Hi,I have a linear model with equation p = 5.1t - 28, where p is the number of breeding pairs of birds and t is the year. I need to use algebra to find the year in which the linear model predicts the breeding pairs will exceed 500.
Any help appreciated.
Solve the equation
5.1t - 28 = 500
5.1t = 472
t = 472/5.1 = ___ years
Looks like a long wait.
I am assuming that "year zero" is the year when p = 28, and the counting starts. It is not 1 AD
Si, I'm assuming you meant the number of years it takes for the breeding pairs to exceed 500
P = 5.1t -28 = 500 Solve for t:
t = 528 / 5.1 = 103.5 or 104 yrs..
Yes. I agree with your answer.
Thanks
Sure, I can help you with that!
To find the year in which the linear model predicts the breeding pairs will exceed 500, we need to solve the equation when p is greater than 500.

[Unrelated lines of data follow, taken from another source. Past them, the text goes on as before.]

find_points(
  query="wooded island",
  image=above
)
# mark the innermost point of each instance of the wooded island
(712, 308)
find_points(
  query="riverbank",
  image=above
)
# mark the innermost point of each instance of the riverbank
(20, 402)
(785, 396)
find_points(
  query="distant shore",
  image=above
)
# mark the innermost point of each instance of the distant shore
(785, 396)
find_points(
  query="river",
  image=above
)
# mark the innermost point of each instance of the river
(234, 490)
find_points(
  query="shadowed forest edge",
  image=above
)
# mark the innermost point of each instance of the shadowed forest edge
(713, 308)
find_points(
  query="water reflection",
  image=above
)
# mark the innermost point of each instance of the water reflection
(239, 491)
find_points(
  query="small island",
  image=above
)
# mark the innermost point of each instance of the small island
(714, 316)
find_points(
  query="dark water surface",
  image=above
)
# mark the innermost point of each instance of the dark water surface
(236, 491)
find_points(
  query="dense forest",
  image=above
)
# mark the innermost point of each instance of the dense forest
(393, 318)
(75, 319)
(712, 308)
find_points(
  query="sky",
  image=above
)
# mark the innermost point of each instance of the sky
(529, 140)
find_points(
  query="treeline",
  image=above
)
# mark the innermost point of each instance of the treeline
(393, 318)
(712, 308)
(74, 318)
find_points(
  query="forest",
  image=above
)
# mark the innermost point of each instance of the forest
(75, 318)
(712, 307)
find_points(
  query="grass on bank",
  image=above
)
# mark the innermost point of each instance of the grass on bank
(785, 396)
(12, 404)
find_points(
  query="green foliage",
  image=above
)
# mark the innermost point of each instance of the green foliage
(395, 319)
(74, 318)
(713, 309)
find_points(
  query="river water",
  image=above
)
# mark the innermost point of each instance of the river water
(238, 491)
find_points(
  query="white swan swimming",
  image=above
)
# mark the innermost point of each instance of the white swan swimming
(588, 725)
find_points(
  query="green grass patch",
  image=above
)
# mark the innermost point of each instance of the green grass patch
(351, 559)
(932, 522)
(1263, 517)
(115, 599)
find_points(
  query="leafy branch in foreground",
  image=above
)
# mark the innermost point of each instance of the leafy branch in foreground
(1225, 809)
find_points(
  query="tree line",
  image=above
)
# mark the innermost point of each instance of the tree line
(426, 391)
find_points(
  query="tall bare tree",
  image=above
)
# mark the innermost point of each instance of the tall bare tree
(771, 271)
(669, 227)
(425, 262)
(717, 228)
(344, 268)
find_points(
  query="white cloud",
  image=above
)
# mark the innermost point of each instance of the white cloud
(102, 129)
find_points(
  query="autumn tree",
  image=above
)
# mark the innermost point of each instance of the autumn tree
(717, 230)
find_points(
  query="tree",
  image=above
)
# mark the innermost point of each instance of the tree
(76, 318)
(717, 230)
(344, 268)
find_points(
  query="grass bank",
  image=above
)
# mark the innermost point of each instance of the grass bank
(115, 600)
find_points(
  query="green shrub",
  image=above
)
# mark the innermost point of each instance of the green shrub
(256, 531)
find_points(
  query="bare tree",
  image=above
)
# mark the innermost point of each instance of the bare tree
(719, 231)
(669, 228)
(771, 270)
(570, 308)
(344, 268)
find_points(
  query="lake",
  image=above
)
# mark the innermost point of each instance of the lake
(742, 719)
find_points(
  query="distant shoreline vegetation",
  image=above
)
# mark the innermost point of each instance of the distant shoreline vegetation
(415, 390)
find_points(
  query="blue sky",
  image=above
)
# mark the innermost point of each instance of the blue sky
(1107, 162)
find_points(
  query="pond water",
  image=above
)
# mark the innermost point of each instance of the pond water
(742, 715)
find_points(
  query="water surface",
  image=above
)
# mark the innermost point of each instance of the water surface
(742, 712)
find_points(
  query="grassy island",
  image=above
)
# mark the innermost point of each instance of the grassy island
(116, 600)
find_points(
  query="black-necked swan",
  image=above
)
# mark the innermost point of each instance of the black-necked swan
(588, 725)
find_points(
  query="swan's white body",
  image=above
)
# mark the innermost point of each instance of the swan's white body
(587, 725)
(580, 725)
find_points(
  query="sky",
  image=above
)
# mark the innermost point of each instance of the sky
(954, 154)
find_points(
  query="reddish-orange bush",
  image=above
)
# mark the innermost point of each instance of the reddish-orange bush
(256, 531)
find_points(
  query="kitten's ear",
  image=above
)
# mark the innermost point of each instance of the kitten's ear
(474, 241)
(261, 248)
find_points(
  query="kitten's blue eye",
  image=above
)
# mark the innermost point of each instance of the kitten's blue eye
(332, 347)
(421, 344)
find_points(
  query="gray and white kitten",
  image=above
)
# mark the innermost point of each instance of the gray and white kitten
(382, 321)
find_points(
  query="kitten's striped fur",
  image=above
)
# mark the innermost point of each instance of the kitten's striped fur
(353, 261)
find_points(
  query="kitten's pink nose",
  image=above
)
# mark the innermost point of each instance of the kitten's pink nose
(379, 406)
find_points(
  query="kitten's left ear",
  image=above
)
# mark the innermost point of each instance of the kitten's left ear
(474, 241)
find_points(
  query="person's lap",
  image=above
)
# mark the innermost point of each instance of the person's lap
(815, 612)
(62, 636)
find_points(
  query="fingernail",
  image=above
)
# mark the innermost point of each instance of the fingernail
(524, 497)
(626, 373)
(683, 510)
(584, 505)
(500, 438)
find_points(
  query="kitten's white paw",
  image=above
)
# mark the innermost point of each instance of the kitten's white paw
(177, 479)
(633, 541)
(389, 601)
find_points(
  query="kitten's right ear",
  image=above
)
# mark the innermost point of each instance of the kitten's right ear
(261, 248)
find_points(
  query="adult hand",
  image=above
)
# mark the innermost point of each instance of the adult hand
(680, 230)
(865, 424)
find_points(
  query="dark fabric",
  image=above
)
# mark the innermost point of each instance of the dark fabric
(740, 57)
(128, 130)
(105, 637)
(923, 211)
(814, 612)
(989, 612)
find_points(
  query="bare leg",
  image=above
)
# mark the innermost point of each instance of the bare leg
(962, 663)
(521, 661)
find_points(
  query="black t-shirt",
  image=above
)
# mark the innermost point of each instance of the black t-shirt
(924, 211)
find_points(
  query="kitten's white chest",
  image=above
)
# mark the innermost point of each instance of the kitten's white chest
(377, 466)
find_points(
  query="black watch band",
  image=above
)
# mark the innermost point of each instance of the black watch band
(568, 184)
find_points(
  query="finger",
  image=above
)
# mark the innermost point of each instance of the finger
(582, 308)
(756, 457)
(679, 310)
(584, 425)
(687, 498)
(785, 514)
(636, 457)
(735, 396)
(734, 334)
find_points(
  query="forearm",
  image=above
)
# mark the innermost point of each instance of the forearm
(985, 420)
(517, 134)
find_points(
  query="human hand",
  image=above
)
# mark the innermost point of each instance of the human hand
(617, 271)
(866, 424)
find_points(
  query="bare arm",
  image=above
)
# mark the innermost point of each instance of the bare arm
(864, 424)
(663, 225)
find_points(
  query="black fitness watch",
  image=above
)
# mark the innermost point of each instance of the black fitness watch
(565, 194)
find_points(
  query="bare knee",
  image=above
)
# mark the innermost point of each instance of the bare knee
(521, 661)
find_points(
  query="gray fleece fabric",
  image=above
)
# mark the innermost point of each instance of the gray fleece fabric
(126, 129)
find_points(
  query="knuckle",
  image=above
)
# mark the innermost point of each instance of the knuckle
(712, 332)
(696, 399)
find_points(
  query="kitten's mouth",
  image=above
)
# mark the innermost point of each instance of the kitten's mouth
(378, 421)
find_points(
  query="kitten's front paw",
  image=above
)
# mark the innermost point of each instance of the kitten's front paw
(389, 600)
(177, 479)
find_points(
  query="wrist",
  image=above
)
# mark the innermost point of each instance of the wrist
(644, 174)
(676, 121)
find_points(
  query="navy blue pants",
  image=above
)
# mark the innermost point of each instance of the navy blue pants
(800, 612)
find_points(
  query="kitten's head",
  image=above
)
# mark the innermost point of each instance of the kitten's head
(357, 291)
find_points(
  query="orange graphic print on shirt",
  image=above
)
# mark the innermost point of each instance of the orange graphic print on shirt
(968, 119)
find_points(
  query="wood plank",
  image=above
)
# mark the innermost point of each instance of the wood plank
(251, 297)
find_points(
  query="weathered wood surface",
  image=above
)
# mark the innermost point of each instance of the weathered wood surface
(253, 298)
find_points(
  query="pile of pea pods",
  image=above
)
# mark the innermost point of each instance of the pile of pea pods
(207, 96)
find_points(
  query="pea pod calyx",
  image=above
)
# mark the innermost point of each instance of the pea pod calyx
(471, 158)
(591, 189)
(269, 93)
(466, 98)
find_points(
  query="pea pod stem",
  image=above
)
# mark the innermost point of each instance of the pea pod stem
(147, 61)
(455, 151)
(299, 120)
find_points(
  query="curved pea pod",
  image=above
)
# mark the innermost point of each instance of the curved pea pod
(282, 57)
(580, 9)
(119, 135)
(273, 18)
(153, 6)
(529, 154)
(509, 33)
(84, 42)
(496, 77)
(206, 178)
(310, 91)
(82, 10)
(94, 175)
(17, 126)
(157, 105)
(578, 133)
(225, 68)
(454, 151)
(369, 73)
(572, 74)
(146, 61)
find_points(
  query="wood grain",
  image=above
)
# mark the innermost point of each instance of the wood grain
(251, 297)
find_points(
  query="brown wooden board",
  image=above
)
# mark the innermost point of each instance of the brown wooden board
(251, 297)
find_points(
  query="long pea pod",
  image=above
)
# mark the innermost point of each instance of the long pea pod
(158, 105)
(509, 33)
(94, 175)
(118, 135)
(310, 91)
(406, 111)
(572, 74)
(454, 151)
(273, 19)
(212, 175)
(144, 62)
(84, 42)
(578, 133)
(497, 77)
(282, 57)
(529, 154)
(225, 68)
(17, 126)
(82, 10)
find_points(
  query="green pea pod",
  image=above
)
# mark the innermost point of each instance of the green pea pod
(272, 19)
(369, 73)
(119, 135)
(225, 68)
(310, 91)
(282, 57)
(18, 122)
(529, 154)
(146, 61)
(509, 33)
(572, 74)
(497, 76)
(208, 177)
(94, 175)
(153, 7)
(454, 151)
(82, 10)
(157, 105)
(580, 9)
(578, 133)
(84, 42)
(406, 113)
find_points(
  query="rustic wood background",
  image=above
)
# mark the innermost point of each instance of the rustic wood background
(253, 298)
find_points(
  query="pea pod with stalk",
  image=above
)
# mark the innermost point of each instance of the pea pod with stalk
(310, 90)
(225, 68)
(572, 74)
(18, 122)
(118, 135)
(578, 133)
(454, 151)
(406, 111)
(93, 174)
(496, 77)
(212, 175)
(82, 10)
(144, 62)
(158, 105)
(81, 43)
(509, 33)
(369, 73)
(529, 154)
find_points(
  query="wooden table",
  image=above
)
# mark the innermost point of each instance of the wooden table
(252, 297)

The equation for your linear model is:
p = 5.1t - 28
We want to find the value of t (year) when p (breeding pairs) exceeds 500. So we can rewrite the equation as:
5.1t - 28 > 500
Now, let's solve for t.
Add 28 to both sides of the inequality:
5.1t - 28 + 28 > 500 + 28
Simplifying:
5.1t > 528
Next, divide both sides of the inequality by 5.1 to isolate t:
(5.1t) / 5.1 > 528 / 5.1
Simplifying:
t > 103.529
Therefore, according to the linear model, the breeding pairs will exceed 500 in the year after 103.529 or approximately 104.
Please note that in this type of model, you can only have whole number values for t (since it represents years). In this case, the year in which the breeding pairs will exceed 500 will be 104.
I hope this explanation was helpful! Let me know if you have any further questions.